La promesse d’un monde sans papier séduit depuis des années. Mais où en est réellement cette ambition dans nos sociétés, notamment en Afrique ? Entre progrès technologiques, réalités locales et résistances culturelles, faisons le point.
Le rêve du « zéro papier »
Depuis plus d’une décennie, l’idée d’éliminer le papier fait rêver les entreprises et les gouvernements dans nos pays africain. Car cela permettra de gagner du temps, économiser de l’espace, sécuriser les données et réduire l’impact écologique.
La digitalisation promet de transformer nos habitudes : contrats signés en ligne, factures numériques, archivage cloud, formulaires dématérialisés… Mais entre la théorie et la pratique, il y a un écart.
Ce qui fonctionne déjà
Dans de nombreux secteurs (banques, assurances, e-commerce, services publics…) le digital progresse. De plus en plus d’acteurs africains numérisent leurs services clients ou leurs activités.
Exemples concrets :
- En Côte d’Ivoire, la déclaration d’impôts en ligne devient la norme.
- De nombreuses startups proposent des solutions de signature électronique ou de GED (gestion électronique de documents).
- Les entreprises utilisent WhatsApp ou Gmail pour envoyer des devis ou reçus au lieu d’imprimer.
Ces avancées montrent que le « sans papier » est possible.
Mais la réalité est plus nuancée
Malgré les progrès, le papier reste bien présent. Pourquoi ? Plusieurs freins ralentissent la transition :
- Confiance : Beaucoup préfèrent encore un contrat signé physiquement, perçu comme plus « officiel ».
- Les infrastructures numérique : Tout le monde n’a pas un smartphone adéquat ou une bonne connexion.
- Culture administrative : Les administrations aiment encore les dossiers imprimés, tamponnés et archivés physiquement.
- Coûts cachés : Mettre en place des systèmes numériques sûrs et efficaces peut coûter cher au début.
Afrique : entre opportunité et défis
Le zéro papier est une vraie opportunité pour l’Afrique.
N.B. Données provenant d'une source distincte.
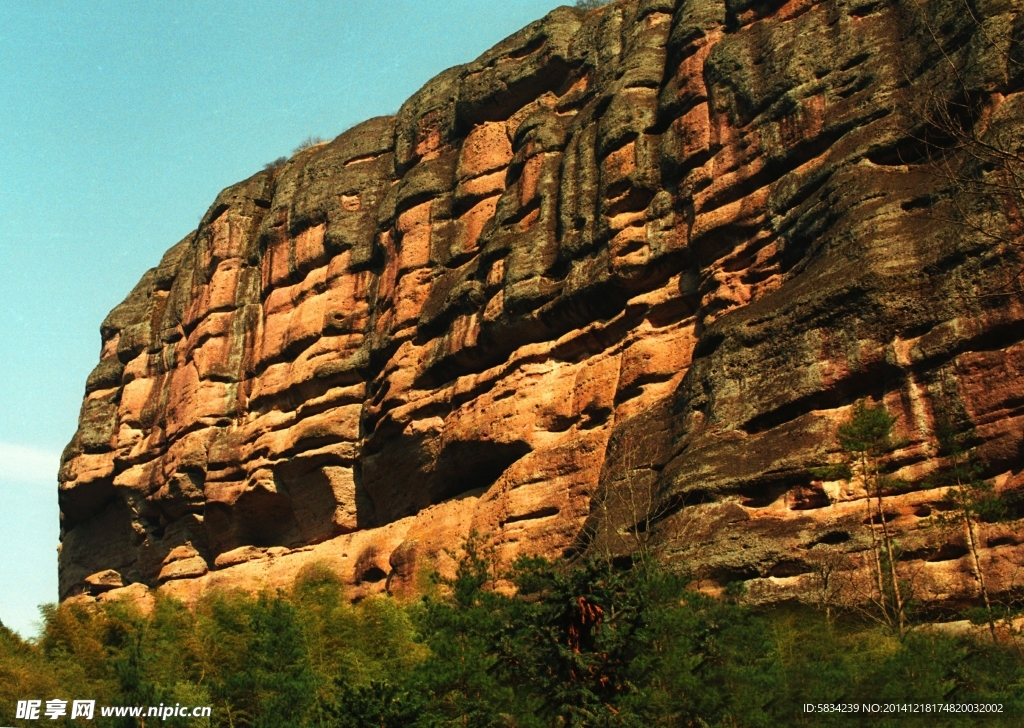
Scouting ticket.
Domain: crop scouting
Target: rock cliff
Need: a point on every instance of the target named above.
(632, 265)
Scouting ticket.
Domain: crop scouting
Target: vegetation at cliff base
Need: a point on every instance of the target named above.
(589, 644)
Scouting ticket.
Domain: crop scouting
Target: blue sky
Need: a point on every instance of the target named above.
(119, 124)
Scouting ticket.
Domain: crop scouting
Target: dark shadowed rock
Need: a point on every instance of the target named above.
(648, 254)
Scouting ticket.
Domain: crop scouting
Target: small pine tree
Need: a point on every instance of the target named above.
(865, 438)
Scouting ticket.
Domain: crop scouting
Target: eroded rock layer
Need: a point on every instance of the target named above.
(653, 251)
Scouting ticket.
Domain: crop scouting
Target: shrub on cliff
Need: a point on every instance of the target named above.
(587, 644)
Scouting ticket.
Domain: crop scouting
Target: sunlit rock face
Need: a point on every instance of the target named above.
(653, 251)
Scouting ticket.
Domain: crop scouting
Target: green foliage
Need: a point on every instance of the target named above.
(868, 430)
(309, 141)
(587, 644)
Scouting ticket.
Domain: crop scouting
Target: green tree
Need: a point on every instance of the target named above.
(865, 438)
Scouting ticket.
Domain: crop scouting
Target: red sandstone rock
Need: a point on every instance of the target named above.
(662, 246)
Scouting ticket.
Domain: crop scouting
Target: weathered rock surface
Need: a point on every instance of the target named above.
(651, 251)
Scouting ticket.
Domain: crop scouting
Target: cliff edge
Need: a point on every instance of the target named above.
(647, 254)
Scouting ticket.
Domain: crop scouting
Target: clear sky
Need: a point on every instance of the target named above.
(119, 124)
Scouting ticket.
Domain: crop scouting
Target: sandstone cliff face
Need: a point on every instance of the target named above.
(651, 251)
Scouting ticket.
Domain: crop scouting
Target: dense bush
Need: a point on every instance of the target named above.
(582, 645)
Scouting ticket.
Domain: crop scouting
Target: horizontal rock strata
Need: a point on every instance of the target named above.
(647, 254)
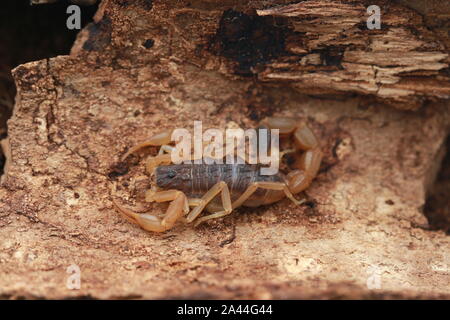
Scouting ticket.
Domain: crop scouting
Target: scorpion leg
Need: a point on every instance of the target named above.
(220, 187)
(308, 153)
(265, 185)
(177, 208)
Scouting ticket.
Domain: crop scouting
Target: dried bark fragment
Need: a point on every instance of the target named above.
(403, 63)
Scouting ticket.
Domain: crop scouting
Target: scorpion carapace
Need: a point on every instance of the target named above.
(191, 188)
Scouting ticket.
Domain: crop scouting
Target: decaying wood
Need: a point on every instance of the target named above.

En effet, moins il y’a de papier, moins il y’aura des coûts logistiques à supporter. En plus, il y’ aura une fluidité dans les services, ainsi qu’une meilleure transparence.
Mais pour que cela fonctionne, il faut :
- Former les utilisateurs
- Renforcer l’accès à Internet
- Assurer la sécurité des données
- Adapter les lois et les habitudes
Le numérique peut accélérer l’inclusion, mais ne doit pas exclure ceux qui ne sont pas encore connectés.
Un mythe qui devient peu à peu réalité
Le tout digital n’est pas un mythe, mais une réalité progressive. Dans certains secteurs, le papier a presque disparu. Dans d’autres, il reste indispensable pour le moment. Le plus important : trouver un équilibre. Il ne s’agit pas d’opposer le papier et le digital, mais de les utiliser intelligemment selon les contextes.
Et si le vrai défi, c’était l’humain ?
Le zéro papier dépend moins de la technologie que des usages. Former, accompagner, sensibiliser… voilà les clés pour réussir la transition. En Afrique, là où les besoins sont immenses, la digitalisation peut être un levier puissant, à condition qu’elle reste inclusive.